Wow! Roughly 6% of the CPU performance of a mainframe, a system designed for moderate CPU performance and high I/O! Truly impressive!
"TurboHercules says their customers are interested, because when their Mainframe crashes, they can switch to an cheap x86 server."
I've spent a fair amount of time with TurboHerc marketing materials, and they don't claim this. They say that a commodity system can be a warm standby failover system. Nobody, even NonStop or Stratus customers, puts all of their eggs in one basket when they can avoid it.
"And the "worlds fastest cpu", z196, is in fact slower than an Intel Nehalem-EX. You need several z196 to match one Intel Nehalem-EX in terms of cpu power."
Floating-point, maybe. Integer, not close. I/O bandwidth, orders of magnitude of difference.
"And about the "slow" SPARC cpus, sure they are slow, says IBM. Let me see, who has the world record in TPC-C? 30 million? Who has several other performance world records, beating the POWER7? It is funny that a 1.6GHz cpu can be fastest in the world on several benchmarks, even faster than the "mighty" POWER7."

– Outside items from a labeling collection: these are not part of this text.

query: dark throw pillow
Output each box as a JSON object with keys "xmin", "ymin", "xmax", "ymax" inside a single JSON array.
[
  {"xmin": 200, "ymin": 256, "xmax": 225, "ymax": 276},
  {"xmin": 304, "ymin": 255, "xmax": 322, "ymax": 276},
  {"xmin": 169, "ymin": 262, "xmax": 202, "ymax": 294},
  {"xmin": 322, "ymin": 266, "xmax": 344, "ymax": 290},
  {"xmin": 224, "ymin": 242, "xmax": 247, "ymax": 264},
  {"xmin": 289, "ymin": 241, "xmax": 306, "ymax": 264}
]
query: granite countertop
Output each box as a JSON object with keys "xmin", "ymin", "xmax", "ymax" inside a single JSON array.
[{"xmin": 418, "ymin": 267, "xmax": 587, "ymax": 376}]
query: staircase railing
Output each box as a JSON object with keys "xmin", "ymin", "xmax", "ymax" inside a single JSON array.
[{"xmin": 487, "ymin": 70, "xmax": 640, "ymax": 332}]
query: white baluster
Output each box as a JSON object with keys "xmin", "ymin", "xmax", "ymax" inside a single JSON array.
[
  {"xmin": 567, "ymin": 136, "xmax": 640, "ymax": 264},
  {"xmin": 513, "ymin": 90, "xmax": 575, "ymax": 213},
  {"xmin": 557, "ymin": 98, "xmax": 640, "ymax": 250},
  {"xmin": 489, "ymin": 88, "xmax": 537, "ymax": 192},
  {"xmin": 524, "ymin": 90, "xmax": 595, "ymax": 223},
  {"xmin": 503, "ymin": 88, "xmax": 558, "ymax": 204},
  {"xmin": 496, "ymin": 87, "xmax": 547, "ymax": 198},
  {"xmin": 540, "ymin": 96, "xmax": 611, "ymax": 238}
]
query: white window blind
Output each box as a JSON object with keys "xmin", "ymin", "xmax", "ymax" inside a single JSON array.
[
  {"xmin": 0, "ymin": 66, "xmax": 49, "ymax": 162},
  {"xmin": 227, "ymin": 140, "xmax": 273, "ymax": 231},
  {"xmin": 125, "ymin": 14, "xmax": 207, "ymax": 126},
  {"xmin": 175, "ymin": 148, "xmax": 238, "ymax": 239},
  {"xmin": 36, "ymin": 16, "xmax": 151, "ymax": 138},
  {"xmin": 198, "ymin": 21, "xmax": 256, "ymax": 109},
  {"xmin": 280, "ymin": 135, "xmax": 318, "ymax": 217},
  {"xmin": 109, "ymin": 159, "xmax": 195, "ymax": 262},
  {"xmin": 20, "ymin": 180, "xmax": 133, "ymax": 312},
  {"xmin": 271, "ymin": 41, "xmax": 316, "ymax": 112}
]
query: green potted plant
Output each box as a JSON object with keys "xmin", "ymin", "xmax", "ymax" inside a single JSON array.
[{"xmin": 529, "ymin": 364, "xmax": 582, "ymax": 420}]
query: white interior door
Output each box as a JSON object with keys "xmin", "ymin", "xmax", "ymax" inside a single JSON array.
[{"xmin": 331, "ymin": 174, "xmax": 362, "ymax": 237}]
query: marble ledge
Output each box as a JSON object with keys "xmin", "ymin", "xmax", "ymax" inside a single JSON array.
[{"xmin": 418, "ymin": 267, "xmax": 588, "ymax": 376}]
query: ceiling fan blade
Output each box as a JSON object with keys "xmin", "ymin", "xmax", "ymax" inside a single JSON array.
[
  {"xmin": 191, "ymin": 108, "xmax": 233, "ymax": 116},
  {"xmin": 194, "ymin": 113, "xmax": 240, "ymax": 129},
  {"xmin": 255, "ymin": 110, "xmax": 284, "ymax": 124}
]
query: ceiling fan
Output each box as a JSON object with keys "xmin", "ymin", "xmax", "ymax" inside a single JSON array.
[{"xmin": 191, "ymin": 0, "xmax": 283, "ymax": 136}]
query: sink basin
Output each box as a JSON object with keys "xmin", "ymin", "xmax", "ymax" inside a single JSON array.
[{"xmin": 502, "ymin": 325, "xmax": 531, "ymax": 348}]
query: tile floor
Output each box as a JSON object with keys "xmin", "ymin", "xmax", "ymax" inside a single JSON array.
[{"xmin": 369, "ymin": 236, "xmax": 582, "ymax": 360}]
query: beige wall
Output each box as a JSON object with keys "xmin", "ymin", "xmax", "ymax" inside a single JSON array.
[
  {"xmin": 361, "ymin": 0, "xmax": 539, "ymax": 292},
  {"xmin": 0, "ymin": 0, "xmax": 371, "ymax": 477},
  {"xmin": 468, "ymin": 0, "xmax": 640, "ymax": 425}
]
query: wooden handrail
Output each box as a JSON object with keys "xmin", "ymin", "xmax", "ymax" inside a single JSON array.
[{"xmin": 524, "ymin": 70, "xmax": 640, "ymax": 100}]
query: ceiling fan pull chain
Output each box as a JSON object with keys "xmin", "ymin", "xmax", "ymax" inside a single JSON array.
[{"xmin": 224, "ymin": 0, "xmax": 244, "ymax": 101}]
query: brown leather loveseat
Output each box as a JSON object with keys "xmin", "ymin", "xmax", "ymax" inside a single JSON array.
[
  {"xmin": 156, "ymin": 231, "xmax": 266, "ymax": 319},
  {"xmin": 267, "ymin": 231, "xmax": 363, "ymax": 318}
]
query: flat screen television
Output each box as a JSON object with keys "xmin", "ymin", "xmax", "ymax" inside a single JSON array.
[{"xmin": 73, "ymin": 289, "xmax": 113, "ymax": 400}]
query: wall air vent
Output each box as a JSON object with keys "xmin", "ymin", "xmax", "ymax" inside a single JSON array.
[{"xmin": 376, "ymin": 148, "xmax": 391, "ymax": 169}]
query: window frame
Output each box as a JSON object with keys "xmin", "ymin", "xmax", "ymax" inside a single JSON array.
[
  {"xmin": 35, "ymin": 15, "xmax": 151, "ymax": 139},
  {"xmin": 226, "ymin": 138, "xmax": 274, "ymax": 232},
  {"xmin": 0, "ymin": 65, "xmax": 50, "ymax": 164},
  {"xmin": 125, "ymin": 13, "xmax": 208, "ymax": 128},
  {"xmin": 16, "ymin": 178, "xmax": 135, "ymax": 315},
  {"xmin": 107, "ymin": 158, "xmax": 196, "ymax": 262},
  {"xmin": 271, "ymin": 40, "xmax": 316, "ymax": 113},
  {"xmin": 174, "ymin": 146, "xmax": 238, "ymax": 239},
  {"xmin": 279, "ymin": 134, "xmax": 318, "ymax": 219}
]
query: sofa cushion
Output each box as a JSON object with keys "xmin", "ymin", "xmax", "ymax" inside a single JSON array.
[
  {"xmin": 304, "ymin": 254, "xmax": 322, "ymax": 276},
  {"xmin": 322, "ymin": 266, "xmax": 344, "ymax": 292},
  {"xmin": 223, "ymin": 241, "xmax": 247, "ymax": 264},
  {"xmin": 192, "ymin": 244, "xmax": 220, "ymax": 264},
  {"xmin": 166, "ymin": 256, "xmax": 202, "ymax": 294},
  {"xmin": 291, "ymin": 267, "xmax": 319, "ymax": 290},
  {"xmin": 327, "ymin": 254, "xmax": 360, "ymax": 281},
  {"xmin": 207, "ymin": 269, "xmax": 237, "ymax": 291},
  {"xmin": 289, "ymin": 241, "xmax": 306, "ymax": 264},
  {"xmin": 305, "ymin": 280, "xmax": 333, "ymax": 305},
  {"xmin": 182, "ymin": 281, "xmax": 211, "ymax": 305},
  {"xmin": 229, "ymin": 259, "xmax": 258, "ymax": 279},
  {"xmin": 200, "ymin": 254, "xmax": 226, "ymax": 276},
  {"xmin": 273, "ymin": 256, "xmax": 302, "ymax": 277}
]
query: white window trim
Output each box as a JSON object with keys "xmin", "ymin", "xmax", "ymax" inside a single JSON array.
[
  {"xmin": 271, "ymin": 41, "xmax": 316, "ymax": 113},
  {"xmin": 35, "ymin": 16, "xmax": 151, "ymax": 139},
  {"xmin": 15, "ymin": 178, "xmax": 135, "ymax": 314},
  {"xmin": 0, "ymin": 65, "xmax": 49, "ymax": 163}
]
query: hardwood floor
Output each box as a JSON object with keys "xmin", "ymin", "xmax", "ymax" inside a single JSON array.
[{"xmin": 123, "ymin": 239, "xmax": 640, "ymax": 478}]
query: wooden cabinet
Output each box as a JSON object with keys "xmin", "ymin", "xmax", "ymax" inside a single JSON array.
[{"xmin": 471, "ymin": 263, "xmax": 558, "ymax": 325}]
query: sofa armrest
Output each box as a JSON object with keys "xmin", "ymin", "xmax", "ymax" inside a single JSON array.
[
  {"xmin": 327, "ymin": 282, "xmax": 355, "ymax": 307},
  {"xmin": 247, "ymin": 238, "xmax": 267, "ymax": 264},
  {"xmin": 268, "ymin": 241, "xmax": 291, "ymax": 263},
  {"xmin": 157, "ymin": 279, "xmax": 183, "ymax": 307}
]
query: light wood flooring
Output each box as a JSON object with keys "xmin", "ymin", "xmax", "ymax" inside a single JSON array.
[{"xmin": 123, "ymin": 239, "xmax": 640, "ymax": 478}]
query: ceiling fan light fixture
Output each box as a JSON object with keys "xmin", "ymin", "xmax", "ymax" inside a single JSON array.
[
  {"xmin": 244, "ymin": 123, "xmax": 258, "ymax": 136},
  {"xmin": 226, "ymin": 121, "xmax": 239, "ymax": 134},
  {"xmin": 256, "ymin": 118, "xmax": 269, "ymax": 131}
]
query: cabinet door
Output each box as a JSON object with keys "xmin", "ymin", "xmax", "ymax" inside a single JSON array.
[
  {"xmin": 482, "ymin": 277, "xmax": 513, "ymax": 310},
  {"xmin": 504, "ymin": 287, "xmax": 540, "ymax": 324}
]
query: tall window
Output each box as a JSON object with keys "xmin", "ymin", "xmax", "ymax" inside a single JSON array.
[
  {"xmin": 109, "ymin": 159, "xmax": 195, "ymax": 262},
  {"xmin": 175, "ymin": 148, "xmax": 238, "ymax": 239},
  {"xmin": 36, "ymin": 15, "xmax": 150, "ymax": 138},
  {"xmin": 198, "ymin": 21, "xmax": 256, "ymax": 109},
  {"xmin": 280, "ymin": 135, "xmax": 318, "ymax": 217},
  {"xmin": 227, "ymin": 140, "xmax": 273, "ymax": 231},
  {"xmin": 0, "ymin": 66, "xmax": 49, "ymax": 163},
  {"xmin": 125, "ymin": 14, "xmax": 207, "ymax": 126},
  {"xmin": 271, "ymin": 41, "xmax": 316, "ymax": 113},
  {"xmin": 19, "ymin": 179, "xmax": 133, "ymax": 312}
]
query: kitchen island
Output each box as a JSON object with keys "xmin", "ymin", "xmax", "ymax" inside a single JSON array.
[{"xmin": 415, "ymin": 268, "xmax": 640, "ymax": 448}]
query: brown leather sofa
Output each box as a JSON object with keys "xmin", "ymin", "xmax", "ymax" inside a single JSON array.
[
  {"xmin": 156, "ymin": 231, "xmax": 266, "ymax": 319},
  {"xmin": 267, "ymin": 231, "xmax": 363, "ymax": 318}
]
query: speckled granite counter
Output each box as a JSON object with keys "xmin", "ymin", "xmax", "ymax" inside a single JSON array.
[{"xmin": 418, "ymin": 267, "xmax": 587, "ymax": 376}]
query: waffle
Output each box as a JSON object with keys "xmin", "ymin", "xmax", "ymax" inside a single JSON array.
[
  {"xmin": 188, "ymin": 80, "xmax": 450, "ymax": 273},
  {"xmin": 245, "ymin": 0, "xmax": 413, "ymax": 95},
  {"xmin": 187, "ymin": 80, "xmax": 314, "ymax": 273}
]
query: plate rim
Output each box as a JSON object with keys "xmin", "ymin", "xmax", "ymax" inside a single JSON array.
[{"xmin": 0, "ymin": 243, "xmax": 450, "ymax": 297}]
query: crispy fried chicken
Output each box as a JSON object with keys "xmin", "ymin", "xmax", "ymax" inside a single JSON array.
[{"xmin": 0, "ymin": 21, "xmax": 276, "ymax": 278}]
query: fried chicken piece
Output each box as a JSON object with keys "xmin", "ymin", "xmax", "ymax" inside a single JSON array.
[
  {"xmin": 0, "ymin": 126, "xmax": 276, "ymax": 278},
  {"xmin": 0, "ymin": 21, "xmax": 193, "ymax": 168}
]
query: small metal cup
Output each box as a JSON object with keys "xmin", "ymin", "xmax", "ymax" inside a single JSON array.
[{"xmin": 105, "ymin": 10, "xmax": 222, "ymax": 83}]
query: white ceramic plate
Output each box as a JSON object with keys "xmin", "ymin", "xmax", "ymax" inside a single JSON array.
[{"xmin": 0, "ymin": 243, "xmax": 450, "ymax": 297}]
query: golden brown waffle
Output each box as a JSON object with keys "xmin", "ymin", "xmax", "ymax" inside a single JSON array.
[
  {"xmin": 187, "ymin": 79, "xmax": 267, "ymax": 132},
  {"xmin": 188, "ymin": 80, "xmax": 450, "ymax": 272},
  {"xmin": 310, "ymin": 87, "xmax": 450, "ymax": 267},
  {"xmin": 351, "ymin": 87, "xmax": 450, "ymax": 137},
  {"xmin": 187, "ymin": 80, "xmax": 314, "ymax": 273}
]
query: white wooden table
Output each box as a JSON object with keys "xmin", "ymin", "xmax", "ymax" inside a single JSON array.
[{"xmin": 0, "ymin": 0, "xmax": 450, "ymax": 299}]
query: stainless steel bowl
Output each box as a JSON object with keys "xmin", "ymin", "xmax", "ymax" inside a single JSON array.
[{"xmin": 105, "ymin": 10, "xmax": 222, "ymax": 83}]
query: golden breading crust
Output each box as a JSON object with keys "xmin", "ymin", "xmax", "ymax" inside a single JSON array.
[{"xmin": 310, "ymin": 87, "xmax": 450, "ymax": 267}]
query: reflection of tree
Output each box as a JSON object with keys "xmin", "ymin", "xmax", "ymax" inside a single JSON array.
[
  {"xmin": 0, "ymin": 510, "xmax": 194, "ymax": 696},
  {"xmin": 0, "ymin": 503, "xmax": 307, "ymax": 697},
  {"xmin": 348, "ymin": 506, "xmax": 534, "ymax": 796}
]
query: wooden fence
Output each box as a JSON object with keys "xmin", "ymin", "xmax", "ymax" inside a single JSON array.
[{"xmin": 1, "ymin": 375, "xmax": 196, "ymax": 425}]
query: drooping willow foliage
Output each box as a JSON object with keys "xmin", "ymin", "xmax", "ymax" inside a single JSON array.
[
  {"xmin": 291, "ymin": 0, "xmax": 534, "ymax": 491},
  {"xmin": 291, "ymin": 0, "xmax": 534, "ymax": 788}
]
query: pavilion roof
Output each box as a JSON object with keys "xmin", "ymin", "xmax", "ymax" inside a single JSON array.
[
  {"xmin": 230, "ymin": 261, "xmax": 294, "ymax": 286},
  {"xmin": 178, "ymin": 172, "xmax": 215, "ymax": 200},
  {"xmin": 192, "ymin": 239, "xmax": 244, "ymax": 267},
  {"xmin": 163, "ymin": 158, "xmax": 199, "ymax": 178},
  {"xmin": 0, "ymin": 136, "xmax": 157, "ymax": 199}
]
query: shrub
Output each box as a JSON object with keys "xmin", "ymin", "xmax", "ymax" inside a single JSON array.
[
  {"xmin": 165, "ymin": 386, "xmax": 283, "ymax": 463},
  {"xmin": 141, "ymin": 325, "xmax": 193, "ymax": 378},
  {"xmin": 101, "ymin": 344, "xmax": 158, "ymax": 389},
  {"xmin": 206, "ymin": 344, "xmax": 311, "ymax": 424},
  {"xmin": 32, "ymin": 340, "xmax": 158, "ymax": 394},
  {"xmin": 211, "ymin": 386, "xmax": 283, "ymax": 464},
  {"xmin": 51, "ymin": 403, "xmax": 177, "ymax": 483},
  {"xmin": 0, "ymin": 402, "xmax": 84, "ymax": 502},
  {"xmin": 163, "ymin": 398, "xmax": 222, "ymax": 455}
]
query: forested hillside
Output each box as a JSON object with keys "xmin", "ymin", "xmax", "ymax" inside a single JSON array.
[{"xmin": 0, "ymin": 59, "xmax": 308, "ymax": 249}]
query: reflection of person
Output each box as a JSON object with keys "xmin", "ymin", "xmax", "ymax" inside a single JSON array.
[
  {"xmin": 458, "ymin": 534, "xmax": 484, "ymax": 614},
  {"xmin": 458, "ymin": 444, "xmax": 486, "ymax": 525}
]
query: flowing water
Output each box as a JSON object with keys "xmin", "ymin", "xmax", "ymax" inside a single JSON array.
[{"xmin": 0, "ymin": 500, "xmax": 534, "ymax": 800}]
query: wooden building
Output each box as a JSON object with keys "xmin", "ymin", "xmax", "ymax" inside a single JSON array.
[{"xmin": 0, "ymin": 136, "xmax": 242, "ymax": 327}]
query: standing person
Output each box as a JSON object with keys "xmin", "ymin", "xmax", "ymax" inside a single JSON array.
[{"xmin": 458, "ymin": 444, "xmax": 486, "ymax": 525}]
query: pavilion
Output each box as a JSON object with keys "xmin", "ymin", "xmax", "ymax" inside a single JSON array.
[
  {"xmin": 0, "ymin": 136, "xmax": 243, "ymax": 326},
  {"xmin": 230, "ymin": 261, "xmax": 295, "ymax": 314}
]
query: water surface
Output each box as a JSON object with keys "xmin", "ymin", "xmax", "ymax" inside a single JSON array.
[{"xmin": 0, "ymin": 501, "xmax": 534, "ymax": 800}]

TPC-C is a meaningless benchmark, and has been for years. Sun wisely abstained from it, recognizing that it was basically silly. Additionally, I've been hearing some really interesting things about the supposedly invincible T3, although I haven't used one myself...
-Oracle reps taking months to provide a price quote, resulting in customers having to compare Oracle list price to HP/IBM discounted price
-Performance on throughput-oriented multithread workloads being vastly slower than a cheaper AMD Magny-Cours
-Failure by Oracle to provide credible roadmaps for >4socket machines
Anyway, if you insist on using TPC, the fastest non-clustered result is a Power6 machine, followed by a Superdome. If you do some math, it can be assumed that a single Power 795 would be well into the 15mnTPC territory. How many boxes did it take Oracle to get to 30mn again? And how many licenses are they selling, for that number of cores?